La première fois qu’elle a la vision du cœur de saint Vincent, Catherine le voit « blanc couleur de chair » et elle éprouve de la douceur et du réconfort ; elle comprend intérieurement que ce blanc symbolise « la paix, le calme, l’innocence et l’union ». Le lendemain, nouvelle vision mais cette fois, le cœur du saint est « rouge feu, ce qui doit allumer la charité dans les cœurs. Il me semblait que toute la communauté devait se renouveler et s’étendre jusqu’aux extrémités du monde ». Pourquoi faut-il qu’à ces promesses succède, le troisième jour, la vision d’un cœur « rouge noir, ce qui me mettait de la tristesse dans le cœur ; il me venait de la tristesse que j’avais de la peine à surmonter. Je ne savais ni comment ni pourquoi cette tristesse se portait sur le changement de gouvernement ». C’est l’annonce de la révolution qui, en juillet, renversera la monarchie et déclenchera contre le catholicisme de nouvelles violences en France…

Quand, à sa prochaine confession, Catherine s’ouvrira de ces visions, elle se fera rabrouer de la belle manière par son jeune confesseur, le père Aladel, avec qui elle aura toute sa vie des rapports compliqués… Cela ne s’arrangera pas quand elle viendra lui dire, en tremblant de ses réactions, qu’elle voit aussi le Christ présent dans l’hostie pendant la messe, qu’Il lui apparaît dans sa royauté bafouée, et ce sera bien pire lorsque les révélations de Notre-Dame commenceront !
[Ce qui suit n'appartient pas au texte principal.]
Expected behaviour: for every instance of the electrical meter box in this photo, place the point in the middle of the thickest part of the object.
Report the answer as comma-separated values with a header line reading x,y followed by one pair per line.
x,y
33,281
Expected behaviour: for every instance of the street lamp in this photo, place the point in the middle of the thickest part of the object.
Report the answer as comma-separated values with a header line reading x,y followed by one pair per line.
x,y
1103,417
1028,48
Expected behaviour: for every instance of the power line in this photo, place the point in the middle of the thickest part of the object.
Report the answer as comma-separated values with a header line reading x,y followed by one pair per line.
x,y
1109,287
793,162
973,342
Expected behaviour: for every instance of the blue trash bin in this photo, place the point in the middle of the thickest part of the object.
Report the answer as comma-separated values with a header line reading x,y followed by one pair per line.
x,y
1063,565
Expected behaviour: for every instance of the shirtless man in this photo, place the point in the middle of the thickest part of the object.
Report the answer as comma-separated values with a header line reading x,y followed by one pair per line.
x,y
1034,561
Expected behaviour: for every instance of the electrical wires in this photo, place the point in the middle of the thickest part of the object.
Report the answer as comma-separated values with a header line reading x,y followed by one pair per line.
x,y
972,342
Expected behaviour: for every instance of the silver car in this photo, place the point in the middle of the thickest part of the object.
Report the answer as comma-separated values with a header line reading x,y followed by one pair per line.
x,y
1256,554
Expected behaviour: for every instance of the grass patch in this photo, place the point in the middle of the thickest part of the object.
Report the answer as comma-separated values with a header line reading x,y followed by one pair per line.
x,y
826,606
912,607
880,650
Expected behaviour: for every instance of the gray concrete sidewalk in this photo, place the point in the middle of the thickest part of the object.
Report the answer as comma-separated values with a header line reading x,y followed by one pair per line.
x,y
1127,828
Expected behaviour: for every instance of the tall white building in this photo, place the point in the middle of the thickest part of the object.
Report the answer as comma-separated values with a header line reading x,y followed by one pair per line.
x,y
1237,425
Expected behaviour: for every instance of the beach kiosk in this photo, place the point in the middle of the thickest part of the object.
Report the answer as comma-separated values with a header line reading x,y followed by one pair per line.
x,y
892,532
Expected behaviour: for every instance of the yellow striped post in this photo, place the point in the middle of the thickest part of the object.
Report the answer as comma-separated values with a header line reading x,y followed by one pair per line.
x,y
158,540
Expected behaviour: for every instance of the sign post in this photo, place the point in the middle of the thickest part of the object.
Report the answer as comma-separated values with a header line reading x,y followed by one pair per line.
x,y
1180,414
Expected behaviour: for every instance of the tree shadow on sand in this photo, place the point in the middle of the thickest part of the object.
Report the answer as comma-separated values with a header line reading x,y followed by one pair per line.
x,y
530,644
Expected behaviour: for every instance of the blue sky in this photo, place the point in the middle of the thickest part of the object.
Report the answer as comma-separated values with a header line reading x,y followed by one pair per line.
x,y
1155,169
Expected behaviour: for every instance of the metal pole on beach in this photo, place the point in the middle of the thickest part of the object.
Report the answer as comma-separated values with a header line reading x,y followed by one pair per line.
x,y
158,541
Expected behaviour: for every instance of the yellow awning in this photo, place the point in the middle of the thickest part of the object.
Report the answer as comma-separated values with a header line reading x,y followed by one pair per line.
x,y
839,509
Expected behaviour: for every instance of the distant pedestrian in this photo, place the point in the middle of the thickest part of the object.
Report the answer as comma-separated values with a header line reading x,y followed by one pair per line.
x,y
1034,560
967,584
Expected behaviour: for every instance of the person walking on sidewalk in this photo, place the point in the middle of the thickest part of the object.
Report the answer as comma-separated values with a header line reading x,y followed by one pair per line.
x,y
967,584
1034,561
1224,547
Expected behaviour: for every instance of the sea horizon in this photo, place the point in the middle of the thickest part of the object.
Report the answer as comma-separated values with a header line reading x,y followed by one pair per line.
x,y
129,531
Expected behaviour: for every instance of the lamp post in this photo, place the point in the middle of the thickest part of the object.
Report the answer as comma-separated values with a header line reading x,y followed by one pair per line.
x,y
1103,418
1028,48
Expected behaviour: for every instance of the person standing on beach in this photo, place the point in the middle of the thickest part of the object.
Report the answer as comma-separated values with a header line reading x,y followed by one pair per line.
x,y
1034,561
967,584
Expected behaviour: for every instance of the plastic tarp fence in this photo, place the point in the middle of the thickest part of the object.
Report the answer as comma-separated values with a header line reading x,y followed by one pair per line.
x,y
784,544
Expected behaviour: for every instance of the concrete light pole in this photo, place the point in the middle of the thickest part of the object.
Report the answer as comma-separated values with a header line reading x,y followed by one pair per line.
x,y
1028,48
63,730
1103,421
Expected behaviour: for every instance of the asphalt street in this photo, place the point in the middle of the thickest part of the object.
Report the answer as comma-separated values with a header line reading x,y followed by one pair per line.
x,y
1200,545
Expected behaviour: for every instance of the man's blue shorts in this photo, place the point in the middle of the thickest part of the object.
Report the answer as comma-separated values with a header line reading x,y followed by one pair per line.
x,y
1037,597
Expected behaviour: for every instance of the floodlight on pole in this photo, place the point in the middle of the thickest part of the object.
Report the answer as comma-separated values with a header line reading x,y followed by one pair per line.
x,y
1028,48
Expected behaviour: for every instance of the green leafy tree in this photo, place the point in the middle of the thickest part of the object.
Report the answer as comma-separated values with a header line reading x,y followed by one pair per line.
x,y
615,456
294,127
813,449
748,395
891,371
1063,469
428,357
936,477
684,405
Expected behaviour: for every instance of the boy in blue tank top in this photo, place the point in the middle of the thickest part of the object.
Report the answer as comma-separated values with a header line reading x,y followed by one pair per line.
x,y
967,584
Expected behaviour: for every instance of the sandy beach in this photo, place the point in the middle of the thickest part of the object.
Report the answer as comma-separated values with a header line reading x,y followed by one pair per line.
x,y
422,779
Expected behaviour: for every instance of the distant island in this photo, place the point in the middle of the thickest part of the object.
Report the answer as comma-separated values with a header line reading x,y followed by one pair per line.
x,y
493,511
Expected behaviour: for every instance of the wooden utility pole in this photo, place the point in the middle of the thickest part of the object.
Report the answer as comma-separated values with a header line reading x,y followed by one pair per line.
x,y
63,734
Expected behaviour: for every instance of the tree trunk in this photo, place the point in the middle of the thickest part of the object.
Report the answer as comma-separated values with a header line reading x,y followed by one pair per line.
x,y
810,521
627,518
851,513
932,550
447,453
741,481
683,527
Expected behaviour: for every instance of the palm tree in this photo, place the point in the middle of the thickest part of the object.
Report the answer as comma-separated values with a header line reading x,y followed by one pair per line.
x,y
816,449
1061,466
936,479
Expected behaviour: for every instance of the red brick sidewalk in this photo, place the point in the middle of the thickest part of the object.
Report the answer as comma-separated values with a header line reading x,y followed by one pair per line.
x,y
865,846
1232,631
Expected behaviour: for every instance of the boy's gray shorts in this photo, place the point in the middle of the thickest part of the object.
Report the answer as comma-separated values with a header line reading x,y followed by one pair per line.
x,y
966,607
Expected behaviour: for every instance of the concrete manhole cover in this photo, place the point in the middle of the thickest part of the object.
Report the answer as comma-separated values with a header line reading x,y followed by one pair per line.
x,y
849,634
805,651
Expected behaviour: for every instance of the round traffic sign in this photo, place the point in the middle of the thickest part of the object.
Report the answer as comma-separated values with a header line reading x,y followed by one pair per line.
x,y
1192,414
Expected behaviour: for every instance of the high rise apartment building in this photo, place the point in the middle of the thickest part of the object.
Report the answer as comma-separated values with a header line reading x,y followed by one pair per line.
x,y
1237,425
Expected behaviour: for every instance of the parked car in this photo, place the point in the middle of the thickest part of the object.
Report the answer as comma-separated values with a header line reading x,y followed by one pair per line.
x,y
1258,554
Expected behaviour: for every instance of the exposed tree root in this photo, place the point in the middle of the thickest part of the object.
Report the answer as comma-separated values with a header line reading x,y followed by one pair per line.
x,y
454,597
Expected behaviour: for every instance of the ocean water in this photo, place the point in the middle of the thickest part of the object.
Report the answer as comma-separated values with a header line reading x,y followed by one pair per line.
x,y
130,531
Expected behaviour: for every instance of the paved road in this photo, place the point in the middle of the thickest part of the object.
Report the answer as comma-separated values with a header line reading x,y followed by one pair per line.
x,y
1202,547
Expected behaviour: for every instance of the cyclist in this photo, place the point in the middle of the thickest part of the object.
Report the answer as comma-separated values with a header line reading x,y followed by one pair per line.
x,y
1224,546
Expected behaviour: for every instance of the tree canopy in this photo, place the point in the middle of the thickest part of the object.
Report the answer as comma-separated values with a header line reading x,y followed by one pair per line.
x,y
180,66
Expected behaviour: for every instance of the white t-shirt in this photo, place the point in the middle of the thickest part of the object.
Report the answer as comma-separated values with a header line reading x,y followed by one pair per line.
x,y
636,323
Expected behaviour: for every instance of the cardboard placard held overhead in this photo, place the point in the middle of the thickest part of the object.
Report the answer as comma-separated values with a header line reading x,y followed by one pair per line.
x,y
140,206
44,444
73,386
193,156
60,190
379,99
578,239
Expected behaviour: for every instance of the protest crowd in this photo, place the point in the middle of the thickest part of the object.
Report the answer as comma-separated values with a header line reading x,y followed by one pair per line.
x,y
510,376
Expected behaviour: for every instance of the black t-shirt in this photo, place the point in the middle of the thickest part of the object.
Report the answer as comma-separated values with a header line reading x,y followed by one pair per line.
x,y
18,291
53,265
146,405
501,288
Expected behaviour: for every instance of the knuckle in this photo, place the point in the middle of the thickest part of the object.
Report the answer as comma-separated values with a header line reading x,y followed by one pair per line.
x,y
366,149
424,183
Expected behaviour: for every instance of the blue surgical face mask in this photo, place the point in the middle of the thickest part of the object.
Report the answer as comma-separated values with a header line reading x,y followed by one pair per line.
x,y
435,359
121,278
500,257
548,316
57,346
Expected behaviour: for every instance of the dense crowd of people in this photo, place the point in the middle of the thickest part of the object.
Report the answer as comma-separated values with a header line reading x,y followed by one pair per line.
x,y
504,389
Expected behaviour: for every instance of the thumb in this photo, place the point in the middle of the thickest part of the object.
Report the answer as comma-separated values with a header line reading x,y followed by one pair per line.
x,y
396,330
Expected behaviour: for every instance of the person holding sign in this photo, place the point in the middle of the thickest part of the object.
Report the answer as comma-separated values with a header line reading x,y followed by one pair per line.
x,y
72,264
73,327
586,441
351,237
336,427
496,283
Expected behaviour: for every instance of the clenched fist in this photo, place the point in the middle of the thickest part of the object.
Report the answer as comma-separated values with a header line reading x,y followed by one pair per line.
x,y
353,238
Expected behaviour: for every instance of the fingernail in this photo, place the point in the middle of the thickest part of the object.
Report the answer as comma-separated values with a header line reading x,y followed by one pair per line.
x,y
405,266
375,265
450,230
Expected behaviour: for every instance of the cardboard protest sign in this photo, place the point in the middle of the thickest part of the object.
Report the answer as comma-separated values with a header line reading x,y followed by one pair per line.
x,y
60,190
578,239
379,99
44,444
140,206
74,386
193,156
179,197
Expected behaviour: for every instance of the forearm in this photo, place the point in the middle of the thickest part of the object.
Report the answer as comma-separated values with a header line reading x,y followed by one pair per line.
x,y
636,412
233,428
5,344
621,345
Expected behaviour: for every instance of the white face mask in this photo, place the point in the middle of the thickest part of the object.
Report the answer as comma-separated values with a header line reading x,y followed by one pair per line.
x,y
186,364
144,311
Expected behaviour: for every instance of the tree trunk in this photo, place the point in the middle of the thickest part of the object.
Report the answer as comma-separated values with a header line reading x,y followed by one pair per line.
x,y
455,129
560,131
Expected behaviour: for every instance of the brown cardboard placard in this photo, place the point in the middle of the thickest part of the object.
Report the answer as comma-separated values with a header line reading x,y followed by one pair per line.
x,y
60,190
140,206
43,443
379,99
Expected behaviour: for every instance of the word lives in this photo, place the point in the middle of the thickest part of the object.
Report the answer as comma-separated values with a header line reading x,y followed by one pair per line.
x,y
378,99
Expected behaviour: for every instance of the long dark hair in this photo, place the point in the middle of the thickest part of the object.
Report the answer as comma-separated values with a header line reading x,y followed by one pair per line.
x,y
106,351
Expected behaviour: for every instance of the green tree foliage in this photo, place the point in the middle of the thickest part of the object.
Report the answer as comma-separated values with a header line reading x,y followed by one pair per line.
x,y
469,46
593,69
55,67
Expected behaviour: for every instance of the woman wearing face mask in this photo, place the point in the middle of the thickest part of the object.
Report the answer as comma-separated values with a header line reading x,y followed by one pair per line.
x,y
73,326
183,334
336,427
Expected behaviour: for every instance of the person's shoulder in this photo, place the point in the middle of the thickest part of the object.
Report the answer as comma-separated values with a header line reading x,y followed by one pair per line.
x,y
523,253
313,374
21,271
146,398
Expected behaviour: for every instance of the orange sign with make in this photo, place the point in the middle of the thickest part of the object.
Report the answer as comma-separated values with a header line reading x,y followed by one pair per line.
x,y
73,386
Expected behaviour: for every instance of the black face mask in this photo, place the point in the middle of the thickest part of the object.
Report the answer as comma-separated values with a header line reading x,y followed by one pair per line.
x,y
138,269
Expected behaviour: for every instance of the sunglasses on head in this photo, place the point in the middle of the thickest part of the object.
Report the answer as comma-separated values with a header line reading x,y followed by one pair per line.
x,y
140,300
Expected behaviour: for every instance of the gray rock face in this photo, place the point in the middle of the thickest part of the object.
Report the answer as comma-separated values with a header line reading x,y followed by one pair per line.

À la fin de l’octave, les manifestations de saint Vincent cessent, mais pas l’affection que Catherine lui porte. Dans le calendrier de l’époque, la fête du fondateur est au 19 juillet. Le 18, sœur Marthe, responsable des novices, leur parle de la grande dévotion mariale du fondateur et, en cadeau, leur partage une relique précieuse du saint, un petit morceau de son rochet. Catherine a reçu ce présent avec joie, mais elle a une idée en tête. Si elle se meut à l’aise dans le monde invisible, avec lequel ses contacts vont croissants, elle éprouve un regret de n’avoir pas encore vu la Sainte Vierge…  Saint Vincent ne pourrait-il, profitant du regain de grâces occasionnées par sa fête, lui obtenir celle de rencontrer enfin la Mère qu’elle s’est donnée, dans un grand élan de tendresse et de confiance, au lendemain de la mort de la sienne ? « Comme on nous avait distribué un morceau de linge d’un rochet de saint Vincent, j’en ai coupé la moitié que j’ai avalée, et je me suis endormie dans la pensée que saint Vincent m’obtiendrait la grâce de voir la Sainte Vierge. »

Quelques heures plus tard, en pleine nuit, son ange gardien réveillera sœur Catherine pour l’informer que la Sainte Vierge l’attend à la chapelle.